Limit of summation $\left(-1\right)^{x}\sum_{r=0}^{x}\left(-1\right)^{r}\binom{x}{r}\left(\frac{r}{x}\right)^{t(x)}$ I am trying to find what the function $t(x)$ would have to be in order to make the expression true.
$$\lim_{x \to \infty} \left(-1\right)^{x}\sum_{r=0}^{x}\left(-1\right)^{r}\binom{x}{r}\left(\frac{r}{x}\right)^{t(x)}=\frac{1}{2}$$
I've tried using Stirling's approximation to see if things cancelled out to get something simpler to solve but it ended up looking worse. From there I haven't know where to go next.

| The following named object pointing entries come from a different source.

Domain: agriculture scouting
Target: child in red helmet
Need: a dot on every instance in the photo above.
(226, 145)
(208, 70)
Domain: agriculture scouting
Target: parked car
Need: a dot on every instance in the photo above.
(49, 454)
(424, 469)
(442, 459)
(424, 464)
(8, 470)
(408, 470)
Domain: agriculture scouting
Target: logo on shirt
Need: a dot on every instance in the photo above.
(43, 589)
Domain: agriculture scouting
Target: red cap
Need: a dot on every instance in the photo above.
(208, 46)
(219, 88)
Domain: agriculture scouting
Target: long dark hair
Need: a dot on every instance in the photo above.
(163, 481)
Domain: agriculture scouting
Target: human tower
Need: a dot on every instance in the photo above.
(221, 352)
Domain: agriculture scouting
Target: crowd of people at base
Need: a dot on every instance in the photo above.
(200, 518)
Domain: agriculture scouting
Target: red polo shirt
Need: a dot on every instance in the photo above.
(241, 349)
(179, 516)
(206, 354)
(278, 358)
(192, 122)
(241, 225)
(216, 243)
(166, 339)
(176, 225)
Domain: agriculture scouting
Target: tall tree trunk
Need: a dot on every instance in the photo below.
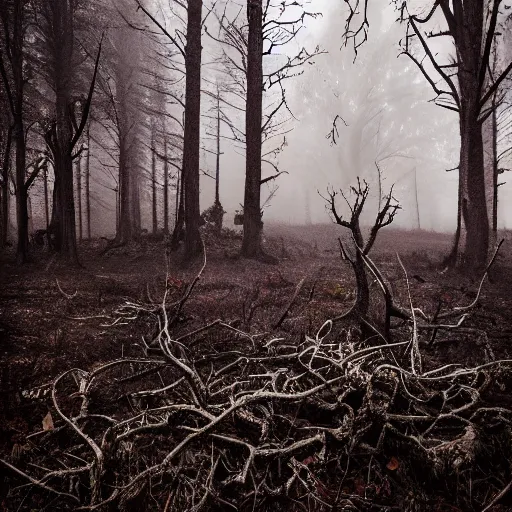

 A: For $t(x) = x(\ln(x)+\alpha)$, the limit is $e^{-e^{-\alpha}}$. For $\alpha = e^{-1}$, the limit is $\approx .50047$, explaining Lewis's finding. For $\alpha = -\ln(\ln(2))$, the limit is $1/2$. So $t(x) = x\ln(x/\ln(2))$ works.
For the proof, change $r$ to $x-r$ to get $\sum_{r=0}^x (-1)^r {x \choose r}(1-\frac{r}{x})^{t(x)}$. We can clearly rid of the terms $r > 10x/\ln(x)$ (for large enough $x$) since ${x \choose r} \le 2^x$ and $(1-\frac{r}{x})^{t(x)} \le \exp(-5x)$. When $r \le 10x/\ln(x)$, we have $(1-\frac{r}{x})^{t(x)} = \exp\left(-t(x)\ln(\frac{1}{1-\frac{r}{x}})\right) = \exp\left(-r\frac{t(x)}{x}+O(t(x)\frac{r^2}{x^2})\right) = (1+o(1))\exp\left(-r(\ln(x)+\alpha)\right)$. Therefore, our sum has the same limit as $\sum_{r=0}^{10x/\ln(x)} (-1)^r {x \choose r} \exp(-r(\ln(x)+\alpha))$. But since $r > 10x/\ln(x)$ has $\exp(-r(\ln(x)+\alpha)) \le \exp(-5x)$, we can replace by the complete sum $\sum_{r=0}^x (-1)^r {x \choose r} \exp\left(-r(\ln(x)+\alpha)\right)$. By the binomial theorem, this sum is $(1-e^{-(\ln(x)+\alpha)})^x = (1-\frac{e^{-\alpha}}{x})^x$, which converges to $e^{-e^{-\alpha}}$.